Category: Doctor Who & Related Fandoms, Doctor Who (2005)
Genre: Angst, F/F, Gen, idk just a little Drabble about redemption and forgiveness I guess, references to death, thasmin
Language: English
Status: Completed
Published: 2019-04-17
Updated: 2019-04-17
Packaged: 2020-01-15 11:44:53
Rating: General Audiences
Warnings: No Archive Warnings Apply
Chapters: 1
Words: 713
Publisher: archiveofourown.org
Story URL: https://archiveofourown.org/works/18498283
Author URL: https://archiveofourown.org/users/hetzi_clutch/pseuds/hetzi_clutch
Summary: It’s still her duty, even when it’s hard.Answer to the fanzine prompt, ‘a duty of care’.





	Walk Away

**Author's Note:**

> From the prompt on the fanzine blog, ‘a duty of care’. Prompts are open to everybody, so you guys should definitely participate!! And if you want to learn more/get updates about the fanzine, follow us at thirteenfanzine on tumblr it Twitter. 
> 
> And in the meanwhile, enjoy!

_I have a duty of care._

She turns away anyway. She can't look at it. 

She'd never thought—

_I have a duty of care. I still do._

She doesn't want it, anymore. It's an easy promise to keep when it's all about encouraging Ryan to climb ladders, teaching Graham to navigate the tricky waters of grief. Not—not dragging someone back from what you didn't even know they were capable of in the first place.

She feels disgust rising in her chest, curling her lip, and she hates it because it’s thick and familiar and directed at somebody other than herself.

_That's not fair._

Oh, she doesn't care. Life isn't either, is it? Not that the poor guard would know, lying dead on the pavement.
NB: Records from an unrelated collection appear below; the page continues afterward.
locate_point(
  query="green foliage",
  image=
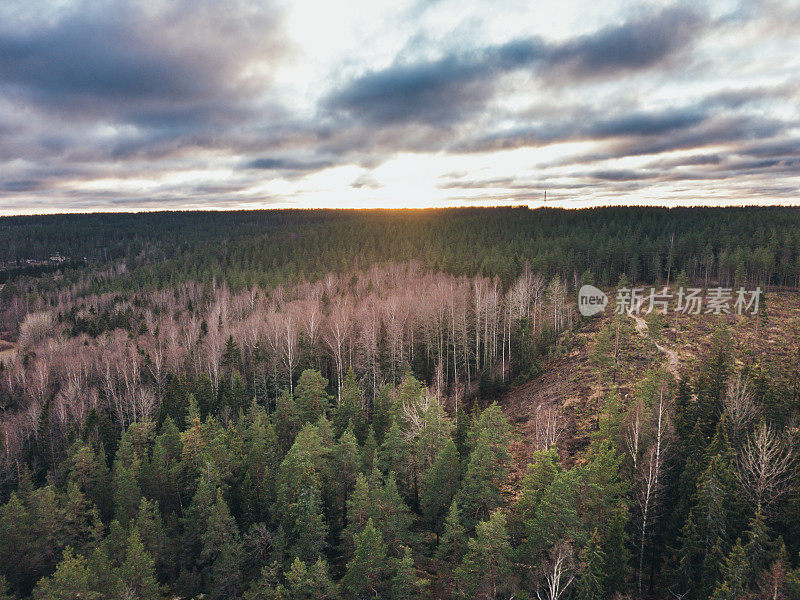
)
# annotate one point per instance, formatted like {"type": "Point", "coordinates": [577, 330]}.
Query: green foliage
{"type": "Point", "coordinates": [439, 486]}
{"type": "Point", "coordinates": [367, 572]}
{"type": "Point", "coordinates": [485, 571]}
{"type": "Point", "coordinates": [312, 399]}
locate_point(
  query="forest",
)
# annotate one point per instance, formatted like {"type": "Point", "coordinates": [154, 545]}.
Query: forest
{"type": "Point", "coordinates": [379, 404]}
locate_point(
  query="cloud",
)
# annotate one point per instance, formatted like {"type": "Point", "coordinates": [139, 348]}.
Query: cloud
{"type": "Point", "coordinates": [287, 164]}
{"type": "Point", "coordinates": [457, 85]}
{"type": "Point", "coordinates": [139, 62]}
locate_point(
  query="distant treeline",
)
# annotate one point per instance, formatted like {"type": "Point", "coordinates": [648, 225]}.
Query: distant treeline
{"type": "Point", "coordinates": [730, 246]}
{"type": "Point", "coordinates": [38, 269]}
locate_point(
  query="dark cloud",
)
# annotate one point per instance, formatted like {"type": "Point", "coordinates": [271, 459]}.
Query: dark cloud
{"type": "Point", "coordinates": [136, 62]}
{"type": "Point", "coordinates": [457, 85]}
{"type": "Point", "coordinates": [287, 164]}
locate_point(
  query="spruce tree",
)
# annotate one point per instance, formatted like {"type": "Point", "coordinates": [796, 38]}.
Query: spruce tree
{"type": "Point", "coordinates": [72, 579]}
{"type": "Point", "coordinates": [137, 572]}
{"type": "Point", "coordinates": [405, 584]}
{"type": "Point", "coordinates": [349, 411]}
{"type": "Point", "coordinates": [310, 583]}
{"type": "Point", "coordinates": [221, 550]}
{"type": "Point", "coordinates": [486, 571]}
{"type": "Point", "coordinates": [453, 541]}
{"type": "Point", "coordinates": [312, 399]}
{"type": "Point", "coordinates": [440, 484]}
{"type": "Point", "coordinates": [367, 571]}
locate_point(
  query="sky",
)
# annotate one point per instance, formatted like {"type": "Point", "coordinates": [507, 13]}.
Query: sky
{"type": "Point", "coordinates": [118, 105]}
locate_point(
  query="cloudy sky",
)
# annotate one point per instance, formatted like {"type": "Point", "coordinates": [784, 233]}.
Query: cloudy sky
{"type": "Point", "coordinates": [126, 105]}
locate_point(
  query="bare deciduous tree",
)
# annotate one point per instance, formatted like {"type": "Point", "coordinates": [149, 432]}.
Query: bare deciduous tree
{"type": "Point", "coordinates": [558, 572]}
{"type": "Point", "coordinates": [740, 409]}
{"type": "Point", "coordinates": [764, 467]}
{"type": "Point", "coordinates": [548, 426]}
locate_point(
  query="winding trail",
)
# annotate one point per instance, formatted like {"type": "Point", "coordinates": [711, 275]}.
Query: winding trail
{"type": "Point", "coordinates": [641, 326]}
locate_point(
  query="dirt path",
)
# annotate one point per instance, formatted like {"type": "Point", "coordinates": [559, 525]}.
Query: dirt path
{"type": "Point", "coordinates": [673, 364]}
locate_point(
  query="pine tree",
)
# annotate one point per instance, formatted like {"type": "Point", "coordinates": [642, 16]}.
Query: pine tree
{"type": "Point", "coordinates": [266, 586]}
{"type": "Point", "coordinates": [591, 582]}
{"type": "Point", "coordinates": [221, 550]}
{"type": "Point", "coordinates": [150, 528]}
{"type": "Point", "coordinates": [72, 579]}
{"type": "Point", "coordinates": [346, 464]}
{"type": "Point", "coordinates": [368, 452]}
{"type": "Point", "coordinates": [485, 571]}
{"type": "Point", "coordinates": [137, 572]}
{"type": "Point", "coordinates": [453, 541]}
{"type": "Point", "coordinates": [5, 589]}
{"type": "Point", "coordinates": [312, 583]}
{"type": "Point", "coordinates": [390, 513]}
{"type": "Point", "coordinates": [440, 484]}
{"type": "Point", "coordinates": [382, 412]}
{"type": "Point", "coordinates": [405, 583]}
{"type": "Point", "coordinates": [286, 419]}
{"type": "Point", "coordinates": [480, 490]}
{"type": "Point", "coordinates": [366, 575]}
{"type": "Point", "coordinates": [394, 454]}
{"type": "Point", "coordinates": [312, 399]}
{"type": "Point", "coordinates": [299, 496]}
{"type": "Point", "coordinates": [349, 411]}
{"type": "Point", "coordinates": [127, 492]}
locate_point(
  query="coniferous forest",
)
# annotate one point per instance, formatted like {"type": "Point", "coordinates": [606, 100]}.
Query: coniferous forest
{"type": "Point", "coordinates": [397, 405]}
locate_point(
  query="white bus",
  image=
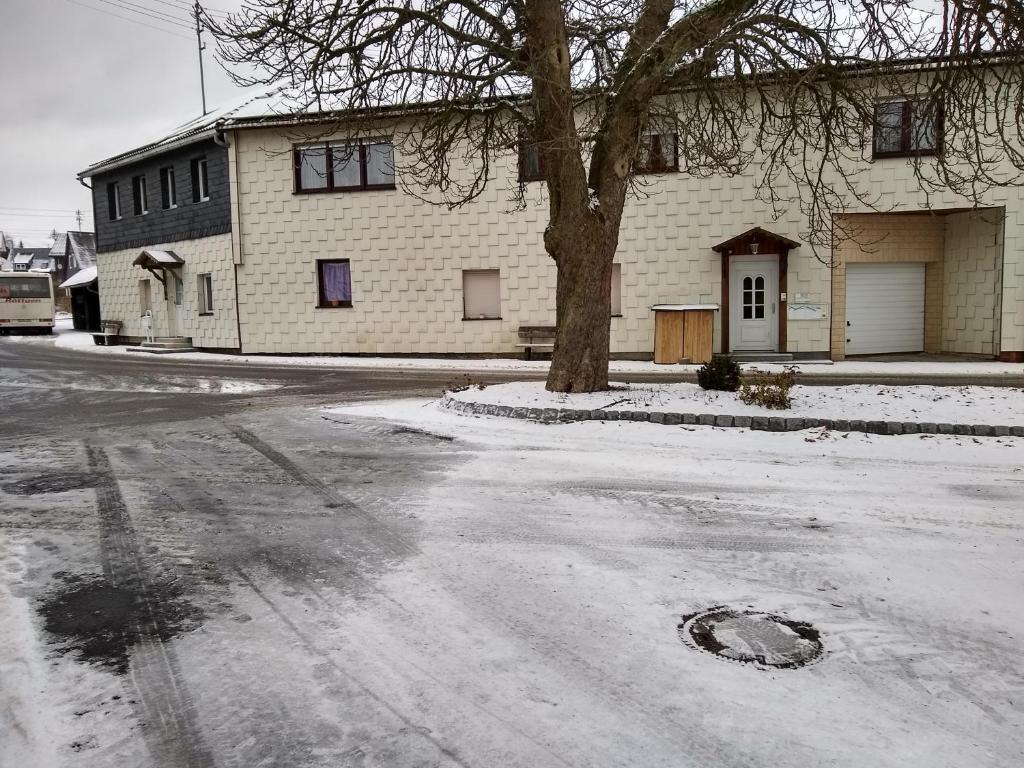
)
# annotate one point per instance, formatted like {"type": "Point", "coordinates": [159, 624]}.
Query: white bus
{"type": "Point", "coordinates": [26, 302]}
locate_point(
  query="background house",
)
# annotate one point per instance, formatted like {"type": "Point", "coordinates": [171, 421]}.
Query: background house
{"type": "Point", "coordinates": [77, 251]}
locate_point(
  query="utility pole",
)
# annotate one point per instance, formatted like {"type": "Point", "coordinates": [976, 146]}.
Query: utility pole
{"type": "Point", "coordinates": [197, 11]}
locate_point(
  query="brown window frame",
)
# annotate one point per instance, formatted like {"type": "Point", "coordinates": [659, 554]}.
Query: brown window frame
{"type": "Point", "coordinates": [906, 125]}
{"type": "Point", "coordinates": [524, 177]}
{"type": "Point", "coordinates": [328, 146]}
{"type": "Point", "coordinates": [139, 196]}
{"type": "Point", "coordinates": [199, 172]}
{"type": "Point", "coordinates": [114, 201]}
{"type": "Point", "coordinates": [674, 168]}
{"type": "Point", "coordinates": [322, 302]}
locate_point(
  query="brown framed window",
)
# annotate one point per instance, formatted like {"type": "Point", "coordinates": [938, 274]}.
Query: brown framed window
{"type": "Point", "coordinates": [337, 167]}
{"type": "Point", "coordinates": [906, 128]}
{"type": "Point", "coordinates": [481, 296]}
{"type": "Point", "coordinates": [206, 293]}
{"type": "Point", "coordinates": [113, 201]}
{"type": "Point", "coordinates": [201, 180]}
{"type": "Point", "coordinates": [530, 163]}
{"type": "Point", "coordinates": [168, 190]}
{"type": "Point", "coordinates": [140, 203]}
{"type": "Point", "coordinates": [658, 154]}
{"type": "Point", "coordinates": [334, 284]}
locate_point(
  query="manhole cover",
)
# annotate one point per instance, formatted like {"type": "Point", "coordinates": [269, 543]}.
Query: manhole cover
{"type": "Point", "coordinates": [752, 637]}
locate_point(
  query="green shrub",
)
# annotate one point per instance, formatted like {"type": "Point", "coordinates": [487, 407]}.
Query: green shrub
{"type": "Point", "coordinates": [768, 390]}
{"type": "Point", "coordinates": [720, 373]}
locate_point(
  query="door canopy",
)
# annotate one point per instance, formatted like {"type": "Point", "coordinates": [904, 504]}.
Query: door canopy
{"type": "Point", "coordinates": [158, 262]}
{"type": "Point", "coordinates": [756, 241]}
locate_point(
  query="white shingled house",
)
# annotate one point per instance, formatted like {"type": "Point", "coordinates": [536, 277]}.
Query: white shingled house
{"type": "Point", "coordinates": [328, 254]}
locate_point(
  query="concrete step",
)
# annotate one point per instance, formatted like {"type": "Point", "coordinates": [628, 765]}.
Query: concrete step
{"type": "Point", "coordinates": [762, 356]}
{"type": "Point", "coordinates": [161, 350]}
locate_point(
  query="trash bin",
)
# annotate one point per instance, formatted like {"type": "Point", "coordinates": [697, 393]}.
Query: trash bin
{"type": "Point", "coordinates": [683, 333]}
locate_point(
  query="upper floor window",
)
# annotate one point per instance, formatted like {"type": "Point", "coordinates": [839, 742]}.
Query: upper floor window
{"type": "Point", "coordinates": [168, 190]}
{"type": "Point", "coordinates": [113, 201]}
{"type": "Point", "coordinates": [530, 163]}
{"type": "Point", "coordinates": [657, 154]}
{"type": "Point", "coordinates": [334, 283]}
{"type": "Point", "coordinates": [906, 128]}
{"type": "Point", "coordinates": [201, 180]}
{"type": "Point", "coordinates": [140, 205]}
{"type": "Point", "coordinates": [336, 167]}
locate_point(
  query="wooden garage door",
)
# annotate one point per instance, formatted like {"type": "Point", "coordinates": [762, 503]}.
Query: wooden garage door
{"type": "Point", "coordinates": [885, 308]}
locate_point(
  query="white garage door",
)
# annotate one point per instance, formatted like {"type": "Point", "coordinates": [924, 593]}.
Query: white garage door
{"type": "Point", "coordinates": [885, 308]}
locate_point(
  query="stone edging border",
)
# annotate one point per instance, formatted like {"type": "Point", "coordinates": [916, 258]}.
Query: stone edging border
{"type": "Point", "coordinates": [758, 423]}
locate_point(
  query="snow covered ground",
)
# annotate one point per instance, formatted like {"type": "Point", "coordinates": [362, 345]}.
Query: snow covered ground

The Doctor hadn't even gotten a chance to talk to him. Hadn't even gotten the chance to do something clever.

Anger balls her fists, uncomfortably hot, and the whole thing is off, the whole situation is sideways because the person standing behind her is not—she can't be—

“Doctor, I'm—”

“Don't, Yaz.” She still doesn't turn around. She's not ready, yet. She has a duty of care, yes, but it gets muddled with things like these, and she's not sure this one is a case even worth picking up, anymore. 

“Just…don’t.”

“I'm sorry.” She sounds young and terrified, and the Doctor can still smell the ozone of the plasma shot hanging in the air. She hadn't even seen her grab the gun. It had been too confusing, a blurry few seconds when the guard had lunged for them—

“You should be.”

Yaz, who asked to visit Dan’s daughter, just to make sure she was okay. Yaz, who had gone to ask her Nani about that watch, and in the end decided it was right to let her tell it, in her own time. Yaz, who was kind.

_She's only human._

Oh, but the Doctor had wanted her to be _brilliant._

She whirls around suddenly, stuffs her hands in her pockets. Eyes fall to the plasma gun, still dangling from Yaz’s fingers, and revulsion twists her stomach.
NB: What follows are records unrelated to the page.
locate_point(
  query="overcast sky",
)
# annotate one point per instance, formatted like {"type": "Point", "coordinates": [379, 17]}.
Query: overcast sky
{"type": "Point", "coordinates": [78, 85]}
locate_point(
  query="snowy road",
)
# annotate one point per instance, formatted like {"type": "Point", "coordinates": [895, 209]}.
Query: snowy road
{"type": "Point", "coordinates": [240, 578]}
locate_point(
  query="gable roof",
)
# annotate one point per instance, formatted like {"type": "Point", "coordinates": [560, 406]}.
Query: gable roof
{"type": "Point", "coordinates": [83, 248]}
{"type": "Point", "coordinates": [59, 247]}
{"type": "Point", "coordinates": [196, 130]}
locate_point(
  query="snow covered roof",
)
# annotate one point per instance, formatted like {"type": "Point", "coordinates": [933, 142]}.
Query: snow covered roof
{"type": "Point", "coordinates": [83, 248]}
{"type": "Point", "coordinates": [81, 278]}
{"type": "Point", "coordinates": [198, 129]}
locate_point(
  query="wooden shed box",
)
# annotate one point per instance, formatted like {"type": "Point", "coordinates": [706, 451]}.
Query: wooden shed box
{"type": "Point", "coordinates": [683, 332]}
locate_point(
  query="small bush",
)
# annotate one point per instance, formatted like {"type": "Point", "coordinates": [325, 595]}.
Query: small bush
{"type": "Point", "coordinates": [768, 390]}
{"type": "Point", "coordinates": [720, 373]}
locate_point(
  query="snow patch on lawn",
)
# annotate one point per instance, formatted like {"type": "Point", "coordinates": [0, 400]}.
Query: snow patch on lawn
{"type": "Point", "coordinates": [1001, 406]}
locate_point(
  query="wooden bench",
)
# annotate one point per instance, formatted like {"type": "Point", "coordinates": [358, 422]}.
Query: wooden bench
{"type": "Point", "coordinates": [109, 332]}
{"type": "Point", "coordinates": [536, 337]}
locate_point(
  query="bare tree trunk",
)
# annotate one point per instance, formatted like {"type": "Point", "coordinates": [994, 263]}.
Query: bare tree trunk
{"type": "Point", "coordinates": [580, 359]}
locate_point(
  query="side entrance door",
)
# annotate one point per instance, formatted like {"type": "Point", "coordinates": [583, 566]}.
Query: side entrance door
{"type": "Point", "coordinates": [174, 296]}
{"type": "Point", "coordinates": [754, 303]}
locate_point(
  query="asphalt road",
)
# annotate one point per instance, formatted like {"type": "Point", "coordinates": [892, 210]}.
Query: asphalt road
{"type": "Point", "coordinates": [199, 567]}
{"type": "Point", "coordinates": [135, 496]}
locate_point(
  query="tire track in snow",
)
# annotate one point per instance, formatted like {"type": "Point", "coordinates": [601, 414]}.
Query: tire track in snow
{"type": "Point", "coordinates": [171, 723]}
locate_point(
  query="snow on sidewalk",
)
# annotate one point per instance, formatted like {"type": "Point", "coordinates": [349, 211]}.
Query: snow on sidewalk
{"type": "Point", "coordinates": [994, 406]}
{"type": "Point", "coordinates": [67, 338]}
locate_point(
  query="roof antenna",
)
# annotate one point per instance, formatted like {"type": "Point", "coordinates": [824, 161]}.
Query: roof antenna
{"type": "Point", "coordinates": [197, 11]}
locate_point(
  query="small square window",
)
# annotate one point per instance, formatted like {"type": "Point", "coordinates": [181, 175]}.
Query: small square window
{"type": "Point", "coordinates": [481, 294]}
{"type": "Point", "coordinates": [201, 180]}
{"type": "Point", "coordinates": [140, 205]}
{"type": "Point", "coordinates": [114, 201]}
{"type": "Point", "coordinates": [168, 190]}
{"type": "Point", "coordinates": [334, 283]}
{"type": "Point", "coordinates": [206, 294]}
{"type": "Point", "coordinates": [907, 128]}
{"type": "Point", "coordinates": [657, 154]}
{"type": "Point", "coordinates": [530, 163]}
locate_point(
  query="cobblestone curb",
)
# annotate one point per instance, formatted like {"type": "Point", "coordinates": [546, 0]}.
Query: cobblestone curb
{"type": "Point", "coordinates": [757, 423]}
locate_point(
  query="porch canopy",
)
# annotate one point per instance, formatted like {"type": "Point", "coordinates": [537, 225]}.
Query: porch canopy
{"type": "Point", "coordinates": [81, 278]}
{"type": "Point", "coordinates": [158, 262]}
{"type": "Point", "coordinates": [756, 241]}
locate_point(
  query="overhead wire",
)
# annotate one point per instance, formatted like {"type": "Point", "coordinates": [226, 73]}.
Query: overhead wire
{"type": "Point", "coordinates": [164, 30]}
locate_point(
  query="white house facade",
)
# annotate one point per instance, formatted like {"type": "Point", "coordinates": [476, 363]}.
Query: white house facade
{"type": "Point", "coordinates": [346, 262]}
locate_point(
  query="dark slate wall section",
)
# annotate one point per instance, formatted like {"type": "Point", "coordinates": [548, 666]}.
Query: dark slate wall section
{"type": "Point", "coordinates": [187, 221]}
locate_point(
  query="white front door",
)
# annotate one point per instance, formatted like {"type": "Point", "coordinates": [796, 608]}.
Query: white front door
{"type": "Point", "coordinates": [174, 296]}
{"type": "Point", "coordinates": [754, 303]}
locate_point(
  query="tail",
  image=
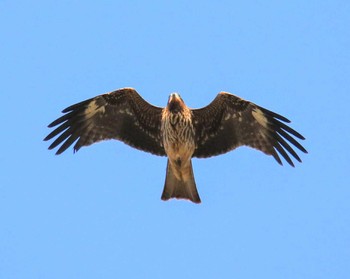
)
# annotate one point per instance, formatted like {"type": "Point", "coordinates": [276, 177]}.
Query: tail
{"type": "Point", "coordinates": [180, 188]}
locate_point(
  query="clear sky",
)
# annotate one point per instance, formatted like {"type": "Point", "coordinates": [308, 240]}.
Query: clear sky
{"type": "Point", "coordinates": [98, 213]}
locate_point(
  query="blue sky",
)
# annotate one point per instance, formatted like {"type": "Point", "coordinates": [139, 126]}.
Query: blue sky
{"type": "Point", "coordinates": [98, 213]}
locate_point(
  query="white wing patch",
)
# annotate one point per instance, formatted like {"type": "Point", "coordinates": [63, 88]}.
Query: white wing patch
{"type": "Point", "coordinates": [260, 117]}
{"type": "Point", "coordinates": [92, 109]}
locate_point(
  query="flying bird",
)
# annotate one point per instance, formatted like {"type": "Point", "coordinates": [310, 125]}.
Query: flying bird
{"type": "Point", "coordinates": [176, 131]}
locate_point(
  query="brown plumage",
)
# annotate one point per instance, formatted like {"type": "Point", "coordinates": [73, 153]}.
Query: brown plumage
{"type": "Point", "coordinates": [176, 131]}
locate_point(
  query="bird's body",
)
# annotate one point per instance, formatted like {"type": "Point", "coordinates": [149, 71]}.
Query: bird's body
{"type": "Point", "coordinates": [176, 131]}
{"type": "Point", "coordinates": [179, 145]}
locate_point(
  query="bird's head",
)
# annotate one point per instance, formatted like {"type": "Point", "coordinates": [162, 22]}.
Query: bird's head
{"type": "Point", "coordinates": [175, 103]}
“You killed a man,” she says, and jerks her chin roughly to the body. “You know what that means.”

Yaz nods, shakily. Her eyes dart to the body, wide, dazed. Her fingers wrap around the grip of the gun, as if she's only just remembered it's there, and then she abruptly lets go, and it clatters to the floor.

“I can't travel with you, anymore.”

Oh, a selfish part of the Doctor wants that very badly. To drop her off at home and wash her hands of the whole thing, write Yaz off as a bad egg. She's done the unthinkable, after all. In a moment of fear, yes, stupid, human panic, but she did it.

“No.” She sucks in a deep breath, eyes glued to the floor. “It means you have to live with it.”

“I—” Yaz jerks her head up and down again, her hands shaking at her sides. They hook on her jeans, nervously. “I know. I'm—I'm sorry, I just saw him go for you, I thought—I was—”

The Doctor really doesn't care what Yaz thought. But she knows it's her anger saying that, not her brain. Not the part of her that knows what she has to do.

“You don't have to apologize to me,” she continues, harsh because she's allowed to be, damn it. “You don't even have to apologize to him. Can't anyway, because he’s dead. You have to learn, Yaz, how you're going to not be the person you just became. Do you understand?”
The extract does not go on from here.